My basic thought would be avoid the bias trap of seeking correlation and building a discovery away from what it does. Columns are a data compression object like RLE.
Maybe cortical columns are the equivalent of transistors in a CPU where we don’t really need to know the quantum mechanics of electron tunnelling to understand what a column “can” do or “does” functionally and then re-look at the overall architecture. Building a computer from transistors is far easier than building a computer from quantum electrodynamics ground up as can be seen from the over half century gap in relative progress. True a quantum computer will make us look like cavemen, but we can still use fire in the interim.

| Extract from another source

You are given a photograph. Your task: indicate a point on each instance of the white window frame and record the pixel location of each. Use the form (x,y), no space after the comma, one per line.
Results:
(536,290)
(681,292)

The point made at 19:50 between the cerebellum (animal) instinctual pattern activation to the more complex temporal pattern overridable process in the cortex is not to be missed or misunderstood as to existing purely in the cortex. “Instincts” may dissolve/migrate to the cerebellum and this adds sort of an additional layer of data compression in a dispersed memory array of temporal events.
Maybe I’m wrong, and very likely so, but hopefully a good disruptive thought initiator.
Maybe the cortex handles this by remapping. Instead of a reference frame transformation by a single cortical column (to track a sensory patch’s location), maybe it maps the space onto the cortical sheet. That’d allow a cortical column to learn about things which its sensory patch doesn’t sense.
That seems to happen in barrel cortex and with presaccadic remapping e.g. in FEF. I don’t remember whether this was mentioned or was what Marcus was talking about with lateral connections.